The U.S. men’s basketball team is vulnerable, in case you haven’t heard. But if the vital goal of the FIBA World Cup is Olympic qualification, the margin for error expands.
Group play begins Saturday in China. A total of 32 nations (expanded from 24 in the last Olympic cycle) compete in China for not only the quadrennial world title (which the U.S. won the last two times), but also the first Tokyo Olympic qualifying berths.
The minimum task for the U.S. in simple: finish as one of the top two teams out of seven from North and South America to book a Tokyo 2020 spot. The others are Argentina, Brazil, Canada, the Dominican Republic, Puerto Rico and Venezuela.

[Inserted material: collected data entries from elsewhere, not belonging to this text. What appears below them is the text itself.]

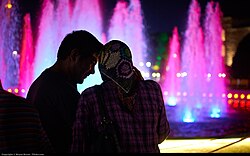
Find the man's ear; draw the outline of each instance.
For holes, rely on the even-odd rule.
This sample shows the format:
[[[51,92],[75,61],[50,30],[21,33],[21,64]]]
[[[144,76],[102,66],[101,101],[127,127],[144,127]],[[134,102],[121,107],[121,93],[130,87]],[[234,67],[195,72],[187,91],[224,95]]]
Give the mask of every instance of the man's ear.
[[[71,53],[70,53],[70,59],[71,60],[73,60],[73,61],[75,61],[75,60],[77,60],[77,58],[79,57],[80,55],[79,55],[79,50],[78,49],[72,49],[71,50]]]

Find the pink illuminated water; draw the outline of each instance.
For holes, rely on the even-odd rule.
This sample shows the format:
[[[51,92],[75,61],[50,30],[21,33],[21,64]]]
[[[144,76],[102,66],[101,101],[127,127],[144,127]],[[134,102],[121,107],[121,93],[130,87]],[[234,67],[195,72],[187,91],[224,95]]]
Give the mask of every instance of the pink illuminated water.
[[[118,1],[110,20],[110,27],[108,30],[108,40],[127,38],[126,24],[129,16],[128,3],[126,1]]]
[[[33,82],[33,63],[34,63],[34,46],[33,46],[33,37],[32,29],[30,22],[30,14],[24,16],[24,25],[23,25],[23,39],[21,45],[20,53],[20,62],[19,62],[19,88],[27,89],[30,87],[30,84]],[[27,93],[27,92],[25,92]],[[26,96],[26,95],[24,95]]]
[[[208,92],[210,94],[211,104],[209,109],[212,115],[217,112],[225,111],[225,68],[224,58],[222,56],[222,12],[219,3],[209,2],[206,7],[206,16],[204,23],[205,32],[205,52],[207,64],[207,82]]]
[[[169,105],[175,106],[179,101],[180,96],[180,38],[178,28],[174,27],[172,37],[169,39],[169,57],[167,60],[167,66],[162,73],[165,80],[162,85],[164,96]]]
[[[140,0],[118,1],[110,20],[108,40],[119,39],[127,43],[132,51],[134,65],[148,73],[145,58],[146,42]]]
[[[182,50],[182,112],[183,121],[192,122],[198,119],[197,113],[203,105],[202,95],[206,93],[206,64],[204,36],[200,24],[201,9],[197,0],[192,0],[188,12],[187,29]]]
[[[219,118],[225,111],[225,74],[222,56],[222,25],[219,5],[207,3],[205,20],[201,24],[201,8],[197,0],[192,0],[188,12],[187,28],[181,49],[180,94],[164,95],[170,106],[176,106],[175,118],[184,122],[202,121],[205,118]],[[179,45],[170,43],[170,46]],[[171,52],[171,51],[170,51]],[[170,54],[170,58],[171,59]],[[177,55],[178,56],[178,55]],[[166,81],[171,79],[171,62]],[[174,75],[175,72],[172,72]],[[176,81],[172,91],[178,90]],[[172,86],[165,82],[165,86]],[[169,88],[165,88],[170,90]],[[179,97],[181,96],[181,97]],[[168,101],[169,99],[175,100]]]

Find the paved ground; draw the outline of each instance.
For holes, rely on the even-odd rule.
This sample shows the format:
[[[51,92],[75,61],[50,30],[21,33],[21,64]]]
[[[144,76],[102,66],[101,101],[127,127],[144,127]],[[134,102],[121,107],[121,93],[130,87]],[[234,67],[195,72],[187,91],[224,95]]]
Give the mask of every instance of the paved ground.
[[[225,138],[250,135],[250,112],[231,111],[226,117],[207,119],[203,122],[169,122],[169,138]]]
[[[184,123],[172,120],[171,133],[159,145],[161,153],[250,153],[250,112],[231,110],[219,119]],[[171,112],[171,113],[170,113]]]
[[[250,137],[167,139],[159,148],[161,153],[250,153]]]

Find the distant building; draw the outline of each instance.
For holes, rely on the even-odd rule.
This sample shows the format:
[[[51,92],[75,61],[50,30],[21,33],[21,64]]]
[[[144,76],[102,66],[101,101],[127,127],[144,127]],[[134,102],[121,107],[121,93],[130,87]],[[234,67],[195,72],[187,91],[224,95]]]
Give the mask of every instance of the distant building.
[[[225,64],[232,66],[239,42],[250,33],[250,18],[223,18]]]

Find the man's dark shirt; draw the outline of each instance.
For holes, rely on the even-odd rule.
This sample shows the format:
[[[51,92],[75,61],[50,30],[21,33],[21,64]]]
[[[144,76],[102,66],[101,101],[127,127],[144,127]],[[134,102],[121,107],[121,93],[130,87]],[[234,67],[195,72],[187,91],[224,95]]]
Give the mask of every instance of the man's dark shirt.
[[[69,152],[72,125],[80,93],[49,68],[32,83],[27,99],[38,109],[42,125],[56,152]]]

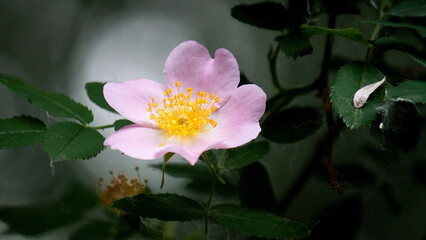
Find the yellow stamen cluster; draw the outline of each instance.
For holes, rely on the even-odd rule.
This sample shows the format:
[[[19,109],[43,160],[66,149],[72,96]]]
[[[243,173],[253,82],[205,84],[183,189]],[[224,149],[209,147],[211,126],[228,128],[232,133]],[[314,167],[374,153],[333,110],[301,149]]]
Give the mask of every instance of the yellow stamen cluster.
[[[145,192],[145,186],[138,178],[128,179],[120,174],[117,177],[111,172],[112,180],[101,193],[101,205],[109,206],[118,199],[135,196]],[[101,188],[103,179],[99,179],[98,187]]]
[[[216,127],[217,123],[208,116],[216,111],[215,103],[220,101],[213,93],[207,96],[206,92],[198,92],[194,96],[192,88],[186,93],[181,92],[181,82],[175,83],[177,94],[166,89],[162,106],[154,98],[148,103],[148,112],[158,127],[164,129],[169,136],[188,137],[199,132],[207,131],[206,126]]]

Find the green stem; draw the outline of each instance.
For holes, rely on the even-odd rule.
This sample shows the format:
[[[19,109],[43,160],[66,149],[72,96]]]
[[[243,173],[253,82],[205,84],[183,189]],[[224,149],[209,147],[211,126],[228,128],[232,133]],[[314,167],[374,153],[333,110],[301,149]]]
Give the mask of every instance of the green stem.
[[[383,18],[385,17],[385,14],[383,11],[384,8],[385,8],[385,4],[384,4],[384,1],[382,1],[380,6],[380,11],[379,11],[379,20],[383,20]],[[374,27],[373,33],[371,33],[370,41],[376,40],[381,28],[382,26],[380,24],[376,24],[376,26]]]
[[[219,176],[219,174],[216,172],[216,170],[214,169],[213,165],[211,164],[209,157],[207,157],[207,154],[204,152],[203,154],[201,154],[201,157],[204,159],[204,161],[207,163],[207,165],[209,166],[210,170],[212,171],[213,175],[216,177],[216,179],[222,183],[222,184],[226,184],[226,181]]]
[[[207,212],[210,212],[210,206],[211,206],[211,203],[212,203],[213,194],[214,194],[215,190],[216,190],[216,181],[215,181],[215,179],[212,179],[212,184],[210,186],[209,198],[207,199],[207,204],[206,204]],[[209,233],[209,217],[208,216],[206,217],[206,221],[204,223],[204,229],[205,229],[206,238],[207,238],[207,235]]]
[[[379,10],[378,20],[383,20],[385,18],[384,7],[385,7],[385,3],[384,3],[384,1],[382,1],[381,6],[380,6],[380,10]],[[374,30],[373,30],[373,32],[371,33],[371,36],[370,36],[371,42],[374,42],[377,39],[381,29],[382,29],[382,25],[376,24],[376,26],[374,27]],[[367,53],[365,54],[365,63],[371,62],[370,56],[373,56],[372,59],[374,59],[375,53],[377,53],[375,51],[376,48],[374,48],[375,45],[374,44],[370,44],[370,45],[371,45],[371,47],[369,47],[367,49]]]
[[[93,126],[93,127],[90,127],[90,128],[102,130],[102,129],[112,128],[112,127],[114,127],[114,124],[108,124],[108,125],[102,125],[102,126]]]
[[[269,53],[268,53],[268,62],[269,62],[269,69],[271,71],[272,84],[277,90],[281,92],[284,90],[284,88],[281,87],[278,81],[278,74],[277,74],[277,58],[278,58],[279,52],[280,52],[279,46],[277,46],[274,49],[274,46],[271,45],[271,48],[269,49]]]

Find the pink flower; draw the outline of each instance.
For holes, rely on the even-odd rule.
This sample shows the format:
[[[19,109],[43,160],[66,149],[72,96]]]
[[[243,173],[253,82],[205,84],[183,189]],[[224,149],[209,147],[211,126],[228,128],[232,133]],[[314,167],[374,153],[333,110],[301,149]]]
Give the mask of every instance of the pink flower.
[[[260,132],[266,95],[249,84],[238,87],[234,56],[186,41],[170,53],[165,86],[148,79],[107,83],[109,105],[135,124],[109,136],[105,146],[139,159],[177,153],[194,165],[210,149],[241,146]]]

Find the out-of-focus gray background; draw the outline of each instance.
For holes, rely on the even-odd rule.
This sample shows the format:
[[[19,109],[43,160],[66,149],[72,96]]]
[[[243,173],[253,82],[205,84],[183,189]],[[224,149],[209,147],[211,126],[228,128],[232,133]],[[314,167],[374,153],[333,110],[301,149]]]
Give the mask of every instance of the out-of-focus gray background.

The U.S. is notably without NBA superstars. Just one man on the roster has Olympic experience, and two were All-Stars last season. But the rest of the Americas’ best are also not all they could be.
Canada might have the most NBA options of any nation outside the U.S., but Andrew Wiggins, RJ Barrett, Jamal Murray and Tristan Thompson are all absent.
Argentina, traditionally the No. 2 team from the Americas, has been on a slide as its Golden Generation fades away. The lone remaining player from its 2004 and 2008 Olympic medalist teams is 39-year-old Luis Scola. The Argentines went a combined 6-6 at the last World Cup and Olympics.
In all, seven teams from the World Cup will qualify for the Olympics: Africa (1), Americas (2), Asia (1), Europe (2), Oceania (1). Japan is already in as host. The final four teams will qualify at a last-chance event next year, meaning the World Cup is not the be-all, end-all.